This is identical to my experience with my shells looking good enough to go back in.

Mine spent its first 60,000 or so miles in Japan so had Japanese oil and would have had around 90,000 mikes on UK oil. Isn’t it to do with the UK oils having something in them that was not present in the Japanese oil that reacted with the shells causing deterioration?
 
Any signs on the 24v shells Dave? I know other people have done this as a precaution and some time back, one set did show signs.

Very slight marking only, no real wear to be honest - I suspect if we'd not changed them they'd still be fine now.
 
Well, there does seem to be legend, myth, mystery and lies on this subject. The story WAS that it was all about oil and the difference between EU based spec and Asian spec oils. The calcium or magnesium (whatever) was being leached out of the white metal. From my background in metals I can tell you that this is entirely plausible if not actually the case in this instance. It goes on to say that Toyota recognised this and changed the specs of the shells and it was no longer an issue hence the 24 valvers not suffering. Some people have debunked this theory in more recent times, but it matters little. Any 12v that hasn't been changed that comes to live on my drive will have the BEBs done before anything else.

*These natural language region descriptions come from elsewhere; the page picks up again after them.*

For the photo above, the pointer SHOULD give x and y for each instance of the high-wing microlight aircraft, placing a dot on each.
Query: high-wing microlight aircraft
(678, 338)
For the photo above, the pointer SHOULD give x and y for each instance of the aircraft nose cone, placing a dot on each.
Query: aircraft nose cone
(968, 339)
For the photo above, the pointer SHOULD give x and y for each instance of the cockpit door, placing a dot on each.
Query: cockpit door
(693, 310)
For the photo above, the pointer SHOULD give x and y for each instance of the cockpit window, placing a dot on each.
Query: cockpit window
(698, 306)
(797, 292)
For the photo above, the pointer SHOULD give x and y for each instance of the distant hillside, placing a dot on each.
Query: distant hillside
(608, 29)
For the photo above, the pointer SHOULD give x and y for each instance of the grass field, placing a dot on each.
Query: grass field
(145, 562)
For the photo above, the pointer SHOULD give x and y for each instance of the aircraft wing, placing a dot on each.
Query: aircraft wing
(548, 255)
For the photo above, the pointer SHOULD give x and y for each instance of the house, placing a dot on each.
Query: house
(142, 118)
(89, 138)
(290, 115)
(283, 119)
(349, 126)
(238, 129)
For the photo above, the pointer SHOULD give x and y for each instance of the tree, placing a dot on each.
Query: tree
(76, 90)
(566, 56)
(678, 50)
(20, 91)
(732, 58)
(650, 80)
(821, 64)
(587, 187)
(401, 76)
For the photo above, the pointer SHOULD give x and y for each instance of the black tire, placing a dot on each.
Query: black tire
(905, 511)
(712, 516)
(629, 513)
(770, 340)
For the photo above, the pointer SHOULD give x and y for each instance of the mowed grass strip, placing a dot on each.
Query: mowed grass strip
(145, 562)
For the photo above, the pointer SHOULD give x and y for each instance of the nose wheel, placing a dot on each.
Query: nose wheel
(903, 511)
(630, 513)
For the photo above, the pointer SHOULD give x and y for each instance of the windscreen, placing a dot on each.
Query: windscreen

If and I say IF the story about oil spec were true, probably the worst thing you could do would be to change your oil more regularly. As the metal dissolves into the oil, the concentration goes up and leaching would presumably slow down. Fresh oil would therefore be more aggressive.

Hey, I dunno. Without some accurate oil analysis it's all supposition. But something caused it that's for sure and now it doesn't. End of. Someone did post some actual facts once IIRC.
 
mine at 150,000 miles.
cruiserbearings001.JPG
 
Obvious point (I think?) 12v suffer this, 24v don't (as much). Cant see the engine head/valve amends making any difference so it must have been a change in the manufacturing at Yota (or their suppliers). My gut feel is the oil thing is a red herring, and it was actually a manufacturing defect that MrT doesn't want to recognise/admit?